どちらも実現させるのさえ難しいこと。それでも、ラウローリエとの日々を望むのなら、どちらかを選ぶしかない。
「……助言、ありがとうございます。グラキエス様」
「ああ。お前の好きな方を考えてみろ。ただ、嬢ちゃんと王太子の婚約が成立したあとにぶち壊すのは少し難しくなるから、そんなに悠長にはできねえ」
「はい」
緊張した気持ちのまま頷いたイグナルスは、グラキエスとの約束を思い出した。方法を考える代わりに、聞きたいことがあると言っていたような。
「それで聞きたいことって何ですか?」
「ああ。そうだったな」
頷いたグラキエスが、イグナルスの赤の瞳をじっと見つめてきた。そのグラキエスの目は、息を呑むほど優しい。

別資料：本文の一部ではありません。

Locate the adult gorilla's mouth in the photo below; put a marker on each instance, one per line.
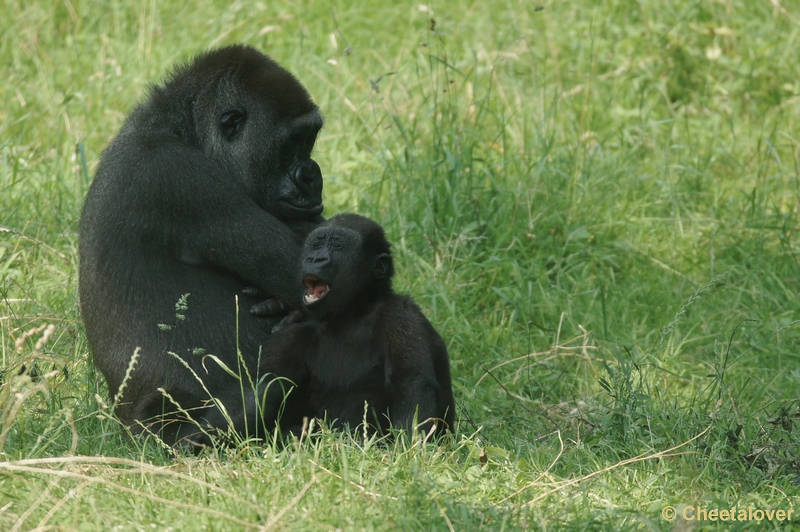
(317, 288)
(302, 210)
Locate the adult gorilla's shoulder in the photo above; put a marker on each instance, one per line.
(202, 192)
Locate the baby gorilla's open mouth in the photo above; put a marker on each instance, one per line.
(316, 288)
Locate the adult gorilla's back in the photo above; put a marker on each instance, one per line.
(208, 188)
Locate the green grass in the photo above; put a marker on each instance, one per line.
(596, 204)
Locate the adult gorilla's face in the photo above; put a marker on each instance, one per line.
(263, 125)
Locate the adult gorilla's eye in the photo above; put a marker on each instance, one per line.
(232, 122)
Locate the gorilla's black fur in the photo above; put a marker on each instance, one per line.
(363, 342)
(209, 187)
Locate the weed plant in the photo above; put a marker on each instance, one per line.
(596, 204)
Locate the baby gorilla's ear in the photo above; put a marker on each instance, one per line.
(381, 268)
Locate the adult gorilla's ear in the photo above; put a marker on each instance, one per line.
(382, 266)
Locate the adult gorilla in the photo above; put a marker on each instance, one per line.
(208, 188)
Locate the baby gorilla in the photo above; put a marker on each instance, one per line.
(363, 342)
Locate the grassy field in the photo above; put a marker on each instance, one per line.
(596, 204)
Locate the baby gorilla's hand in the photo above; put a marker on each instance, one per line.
(295, 316)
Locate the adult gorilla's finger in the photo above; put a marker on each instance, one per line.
(294, 316)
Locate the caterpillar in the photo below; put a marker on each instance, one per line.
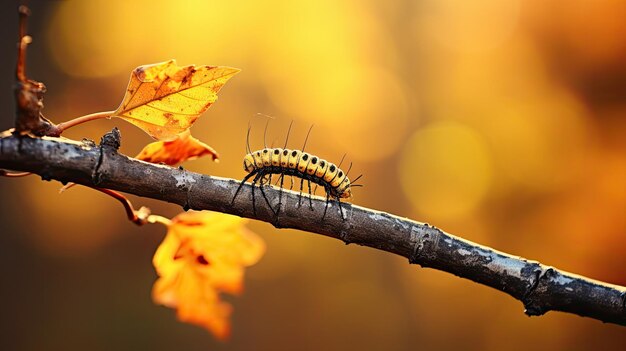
(262, 164)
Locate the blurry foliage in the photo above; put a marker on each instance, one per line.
(500, 121)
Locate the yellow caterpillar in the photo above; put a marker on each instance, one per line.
(296, 163)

しばらく黙っていたグラキエスが、目を伏せて口を開いた。
「イグナルス、お前は俺のことが嫌いか?」
「え……」
イグナルスは言葉を失った。
これはどちらで答えるのが良いのか。グラキエスのことを嫌いと言えば、この優しい人はイグナルスと距離を取るだろう。厄病神の自分から、遠ざけるべきだ。
それでも。その言葉はでなかった。
グラキエスは、イグナルスに選んで良いと言った。この返事の答えも、イグナルスが選んで良いとしたら。
グラキエスに、嫌いだなんて言いたくない。
「嫌いじゃ、ないです」
彼の紫の瞳が大きく見開かれた。アメジストのようにきらきらと光るその瞳に意識を奪われていたイグナルスだったが、グラキエスが急に椅子から立ち上がったため、その美しい色は見えなくなった。
「えっと、グラキエス様?」
ぐしゃぐしゃと乱雑にイグナルスの金の髪をかき混ぜられて戸惑うイグナルスに、グラキエスが囁いた。
「それなら良い。お前が俺を嫌っていないのなら、それで」
その声色はあまりにも真剣で。イグナルスは胸がぎょっと締め付けられる気がした。
「なんで、そんなに、僕のことを……」
イグナルスはグラキエスに酷い態度をとり続けていた。会話は最低限。グラキエスの目を見ることもほとんどなかった。彼の瞳がここまで美麗なものであることをちゃんと認識したのは今日が初めてというほど。
それなのに、グラキエスはイグナルスを見捨てる様子がない。いや、グラキエスだけではない。このアクワーリオ侯爵家の人は、みんなそうだ。
不意に、グラキエスがイグナルスの顔を覗き込んだ。その顔に浮かぶのは、優しげな笑みだった。
「お前は俺の弟だ。かわいい弟に嫌われたくないのは当然だろう?」
「……ごめんなさい」
「なんで謝んだ」
「ごめんなさい」
こんなに優しい人の汚点となったことも、イグナルスが何の役にも立てないことも。イグナルスから嫌っているかもと思わせたことも。全部が申し訳ない。
「ばーか。そこはお兄様大好きで良いんだ」
お兄様。それを言えたらどれだけ良かったか。それでも、やはりその言葉をイグナルスが使うのは駄目な気がして。
「……すき、です」
流石に大好きまでは言えなかった。人に好きと言ったことが今まであっただろうか。
ラウローリエに苺が好きと言ったことはあるが。その対象は食べ物だ。
恥ずかしくなって、イグナルスは下を向いた。何も言わないグラキエスに心配になって、ちらりと彼を見上げる。
今日何度目か分からない呆然とした彼の顔を見て、イグナルスは首を傾げた。
「グラキエス様、どうしましたか?」
「いや……」
力が抜けたように頬を緩めたグラキエスが、イグナルスの髪を今度は優しく撫でた。